Jardin du Rayol flore de l’Australie : mimosas
Nous arrivons à l’ouverture du Domaine de Rayol que j’avais visité à la mi-mars, après la floraison des mimosas. Ce jardin des Méditerranées conçu par Gilles Clément est promesse d’un voyage.
En février le jardin est jaune, de mimosa et des fleurs d’oxalis pointant de coussins verts qui ressemblent à des trèfles.

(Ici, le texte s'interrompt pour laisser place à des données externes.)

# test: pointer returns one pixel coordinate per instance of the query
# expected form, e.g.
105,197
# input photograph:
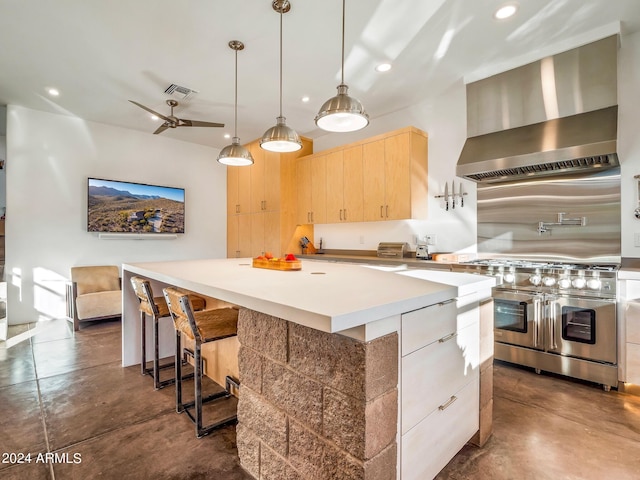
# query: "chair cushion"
96,279
198,303
99,304
212,324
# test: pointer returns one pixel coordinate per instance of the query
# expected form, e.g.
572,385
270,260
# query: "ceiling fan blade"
161,128
150,111
198,123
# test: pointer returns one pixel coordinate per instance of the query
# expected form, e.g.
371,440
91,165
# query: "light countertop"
328,296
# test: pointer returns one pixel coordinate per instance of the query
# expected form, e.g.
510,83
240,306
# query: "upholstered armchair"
96,293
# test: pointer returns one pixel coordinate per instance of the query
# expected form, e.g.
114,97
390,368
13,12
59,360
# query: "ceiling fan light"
281,138
235,155
342,113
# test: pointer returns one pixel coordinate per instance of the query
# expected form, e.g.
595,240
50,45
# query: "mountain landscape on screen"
121,207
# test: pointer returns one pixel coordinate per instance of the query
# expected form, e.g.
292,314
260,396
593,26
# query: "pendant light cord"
235,121
281,61
342,69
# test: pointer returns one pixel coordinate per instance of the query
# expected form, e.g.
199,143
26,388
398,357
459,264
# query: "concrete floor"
67,394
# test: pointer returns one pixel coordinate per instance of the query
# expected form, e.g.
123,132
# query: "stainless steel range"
555,317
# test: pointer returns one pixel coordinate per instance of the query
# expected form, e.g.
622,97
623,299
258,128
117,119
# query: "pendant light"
235,154
281,138
342,113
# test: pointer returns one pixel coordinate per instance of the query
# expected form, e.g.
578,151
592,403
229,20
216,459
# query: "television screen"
125,207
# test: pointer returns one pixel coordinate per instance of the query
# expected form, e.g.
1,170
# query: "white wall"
49,158
444,119
3,156
629,138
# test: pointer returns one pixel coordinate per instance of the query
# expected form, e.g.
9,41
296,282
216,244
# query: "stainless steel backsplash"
509,216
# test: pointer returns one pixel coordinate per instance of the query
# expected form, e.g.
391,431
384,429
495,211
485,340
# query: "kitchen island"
324,359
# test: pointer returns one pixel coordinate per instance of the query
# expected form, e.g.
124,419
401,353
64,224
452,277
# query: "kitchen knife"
453,195
446,195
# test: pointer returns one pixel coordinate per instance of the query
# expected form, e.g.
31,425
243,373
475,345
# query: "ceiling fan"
172,121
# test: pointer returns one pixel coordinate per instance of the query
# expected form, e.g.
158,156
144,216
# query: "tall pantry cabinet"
261,202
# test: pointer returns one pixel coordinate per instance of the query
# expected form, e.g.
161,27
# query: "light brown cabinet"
239,236
395,177
238,190
265,179
377,179
261,202
345,198
311,182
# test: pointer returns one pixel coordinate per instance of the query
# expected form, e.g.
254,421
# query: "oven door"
517,318
582,327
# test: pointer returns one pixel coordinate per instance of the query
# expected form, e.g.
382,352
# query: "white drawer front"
426,449
425,326
433,373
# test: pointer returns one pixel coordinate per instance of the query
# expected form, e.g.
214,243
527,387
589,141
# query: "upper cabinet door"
335,187
232,191
397,177
373,165
353,193
303,184
271,181
257,171
319,189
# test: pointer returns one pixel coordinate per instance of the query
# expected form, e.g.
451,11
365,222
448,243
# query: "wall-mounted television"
127,207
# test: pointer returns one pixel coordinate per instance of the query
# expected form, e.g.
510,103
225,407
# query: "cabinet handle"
448,403
446,338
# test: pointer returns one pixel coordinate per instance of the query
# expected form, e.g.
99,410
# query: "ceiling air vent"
180,92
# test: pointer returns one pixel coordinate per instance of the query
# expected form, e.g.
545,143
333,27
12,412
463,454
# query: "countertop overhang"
327,296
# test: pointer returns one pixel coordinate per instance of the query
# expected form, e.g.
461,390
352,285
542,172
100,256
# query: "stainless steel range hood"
551,117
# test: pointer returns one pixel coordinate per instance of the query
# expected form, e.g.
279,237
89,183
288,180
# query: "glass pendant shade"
281,138
342,113
235,155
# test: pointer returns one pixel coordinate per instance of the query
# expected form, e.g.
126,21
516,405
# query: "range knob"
594,284
579,282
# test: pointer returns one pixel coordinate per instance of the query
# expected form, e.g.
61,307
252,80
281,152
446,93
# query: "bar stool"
202,327
157,308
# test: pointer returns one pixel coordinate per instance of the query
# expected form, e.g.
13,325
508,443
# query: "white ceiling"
100,54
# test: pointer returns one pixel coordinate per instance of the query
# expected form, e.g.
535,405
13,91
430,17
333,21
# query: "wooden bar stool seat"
201,327
157,308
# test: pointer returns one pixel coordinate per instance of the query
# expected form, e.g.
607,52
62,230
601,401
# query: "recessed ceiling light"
505,11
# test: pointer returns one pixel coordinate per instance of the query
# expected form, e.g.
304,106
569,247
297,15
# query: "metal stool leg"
143,336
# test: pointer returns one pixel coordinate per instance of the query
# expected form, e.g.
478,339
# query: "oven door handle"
537,315
552,304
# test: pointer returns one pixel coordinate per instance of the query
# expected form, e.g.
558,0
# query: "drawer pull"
448,403
446,338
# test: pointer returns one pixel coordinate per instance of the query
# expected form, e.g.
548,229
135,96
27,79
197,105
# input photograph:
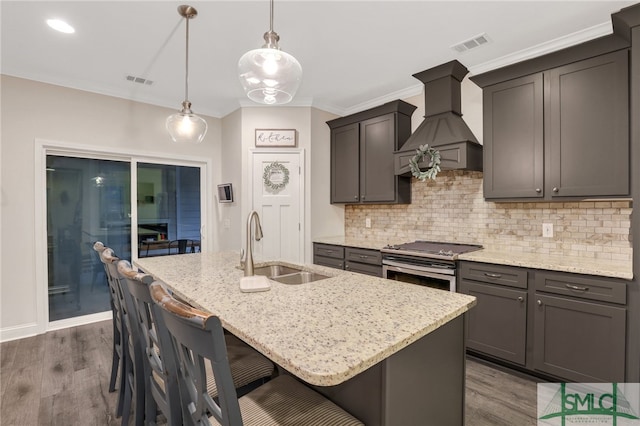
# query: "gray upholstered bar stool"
198,339
249,368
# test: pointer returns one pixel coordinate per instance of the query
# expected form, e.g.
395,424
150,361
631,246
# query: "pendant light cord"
186,76
271,17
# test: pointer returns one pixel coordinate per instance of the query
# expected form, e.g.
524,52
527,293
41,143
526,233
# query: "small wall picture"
276,138
225,193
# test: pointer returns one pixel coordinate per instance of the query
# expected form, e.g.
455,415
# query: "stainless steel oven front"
438,275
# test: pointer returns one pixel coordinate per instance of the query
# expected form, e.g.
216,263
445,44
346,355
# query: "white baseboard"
19,332
28,330
76,321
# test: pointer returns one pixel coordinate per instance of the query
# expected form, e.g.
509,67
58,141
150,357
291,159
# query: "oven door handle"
419,270
411,271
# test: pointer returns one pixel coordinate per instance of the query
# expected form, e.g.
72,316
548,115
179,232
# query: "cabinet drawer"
494,274
497,325
374,257
328,250
331,262
578,340
363,268
585,287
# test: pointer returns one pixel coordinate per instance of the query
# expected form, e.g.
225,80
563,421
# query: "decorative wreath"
434,163
275,169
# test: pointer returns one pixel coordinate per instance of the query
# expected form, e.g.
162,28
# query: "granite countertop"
324,332
599,267
574,264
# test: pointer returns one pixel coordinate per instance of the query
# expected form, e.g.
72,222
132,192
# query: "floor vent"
139,80
472,43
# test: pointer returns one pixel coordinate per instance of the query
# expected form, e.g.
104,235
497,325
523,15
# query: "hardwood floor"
62,378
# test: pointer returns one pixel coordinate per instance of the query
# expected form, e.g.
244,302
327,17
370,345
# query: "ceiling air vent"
139,80
471,43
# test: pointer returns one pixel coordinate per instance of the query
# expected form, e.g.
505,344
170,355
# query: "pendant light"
269,75
185,126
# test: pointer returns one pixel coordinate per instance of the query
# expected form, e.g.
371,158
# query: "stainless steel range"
428,263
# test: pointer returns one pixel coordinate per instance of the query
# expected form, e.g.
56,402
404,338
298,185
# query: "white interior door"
277,197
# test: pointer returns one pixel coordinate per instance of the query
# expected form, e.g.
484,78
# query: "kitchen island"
390,353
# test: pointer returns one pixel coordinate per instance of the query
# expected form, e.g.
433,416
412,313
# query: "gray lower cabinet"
497,325
565,325
328,255
547,134
577,337
364,261
362,162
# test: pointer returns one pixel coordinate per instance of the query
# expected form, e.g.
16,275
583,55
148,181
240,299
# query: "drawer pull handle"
491,275
576,288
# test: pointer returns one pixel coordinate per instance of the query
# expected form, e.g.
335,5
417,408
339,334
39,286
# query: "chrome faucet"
248,253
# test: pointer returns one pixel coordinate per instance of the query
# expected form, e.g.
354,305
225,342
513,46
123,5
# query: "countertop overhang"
324,332
573,264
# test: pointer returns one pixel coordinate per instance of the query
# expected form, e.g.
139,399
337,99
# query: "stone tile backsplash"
453,209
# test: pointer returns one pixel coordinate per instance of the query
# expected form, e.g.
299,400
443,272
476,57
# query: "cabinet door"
514,138
345,157
497,324
578,340
588,115
377,172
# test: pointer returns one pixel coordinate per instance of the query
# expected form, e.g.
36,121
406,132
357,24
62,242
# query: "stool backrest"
159,364
198,338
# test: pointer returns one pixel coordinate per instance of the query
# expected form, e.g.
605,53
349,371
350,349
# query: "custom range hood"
443,127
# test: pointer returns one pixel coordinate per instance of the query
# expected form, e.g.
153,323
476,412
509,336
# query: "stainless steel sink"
275,270
288,275
301,277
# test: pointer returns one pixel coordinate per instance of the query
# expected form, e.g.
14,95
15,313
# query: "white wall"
325,219
230,214
32,110
313,137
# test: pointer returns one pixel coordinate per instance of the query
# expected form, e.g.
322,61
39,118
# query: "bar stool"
249,368
197,340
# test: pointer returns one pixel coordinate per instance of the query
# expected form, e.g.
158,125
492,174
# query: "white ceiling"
354,54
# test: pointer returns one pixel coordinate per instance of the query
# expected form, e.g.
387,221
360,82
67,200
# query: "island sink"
288,275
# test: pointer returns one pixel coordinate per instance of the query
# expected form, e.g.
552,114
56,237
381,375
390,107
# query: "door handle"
492,275
576,288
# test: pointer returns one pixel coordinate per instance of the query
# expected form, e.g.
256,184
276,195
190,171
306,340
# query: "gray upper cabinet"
562,133
588,112
362,162
514,138
345,153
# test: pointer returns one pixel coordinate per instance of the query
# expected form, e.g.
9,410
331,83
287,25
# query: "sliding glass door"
168,209
91,200
88,200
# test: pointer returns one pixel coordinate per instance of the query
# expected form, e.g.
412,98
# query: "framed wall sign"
276,137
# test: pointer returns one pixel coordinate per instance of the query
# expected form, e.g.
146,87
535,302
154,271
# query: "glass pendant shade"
269,75
185,126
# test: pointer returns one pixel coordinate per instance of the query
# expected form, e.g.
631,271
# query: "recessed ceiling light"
61,26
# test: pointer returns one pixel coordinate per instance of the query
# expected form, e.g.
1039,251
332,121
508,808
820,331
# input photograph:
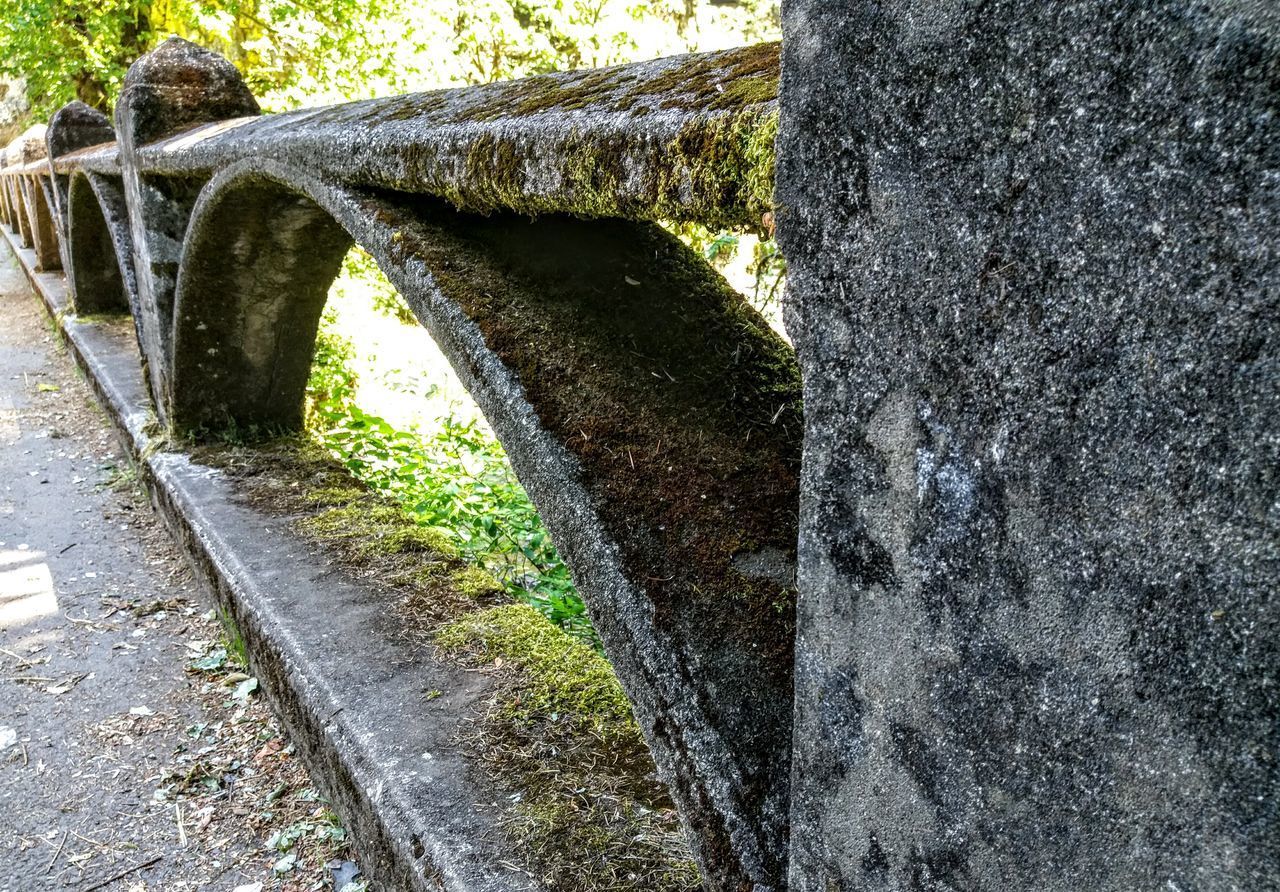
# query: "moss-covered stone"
475,582
560,675
561,735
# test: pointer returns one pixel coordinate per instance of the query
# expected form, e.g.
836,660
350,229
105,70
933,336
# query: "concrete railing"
1036,298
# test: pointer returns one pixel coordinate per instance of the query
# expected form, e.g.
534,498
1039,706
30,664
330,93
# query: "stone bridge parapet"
996,604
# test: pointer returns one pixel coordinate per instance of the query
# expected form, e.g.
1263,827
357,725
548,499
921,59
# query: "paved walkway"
115,755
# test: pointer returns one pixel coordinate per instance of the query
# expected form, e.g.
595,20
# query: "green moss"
475,582
748,91
101,318
586,812
560,675
333,495
375,529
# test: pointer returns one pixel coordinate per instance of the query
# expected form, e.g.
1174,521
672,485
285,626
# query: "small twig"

Canariesavec aeoniums et dragonnier, et Californie. Je suis éblouie par les mimosas Australiens de toutes tailles, de différentes espèces, épanouis en grappe, en touffes, en inflorescences vaporeuses ou en pompons alignés, en épis fournis, en boules serrées. Tout est jaune autour de moi. Fragrances délicieuses.
Rayol : flore Amérique centrale aride
Les acanthes aux grandes feuilles découpées vernies remplacent les oxalis, puis le sol est couvert de rampante bleutée. Des eucalyptus géants terminent la perspective de marches de briques bordée de cyprès. Une colonnade délimite un palier avec une pergola et je quitte Australie et Eucalyptus pour arriver en Amérique subtropicale aux plantes très graphiques.
Chênes-liège,arbutus, petit-houx, lentisques me voici revenue en pays de connaissance en Provence. Des palmier- doums et les floraisons des oxalis tranchent avec ces plantes de maquis. Dans l’ombre profonde s’épanouissent des pervenches d’un bleu très pâle. Espace sauvage. Je suis seule avec les oiseaux.
Fraîcheur d’un vallon, deux petits ponts aux garde-corps en ferronnerie et une haie de bambous…
La rumeur des vagues m’a avertie que j’approche de la mer.
Rayol Nouvelle Zélande
Palmiers et fougères arborescentes au creux du vallon où coule un petit ruisseau ? J’arrive en Nouvelle Zélande.
Nous avons retrouvé la Plage de Cavalaire qui s’étend jusqu’à la Croix Valmer et la Plage du Débarquement. C’est une belle promenade sur la digue, chaussée à l’aller, pieds nus dans l’eau presque tiède au retour.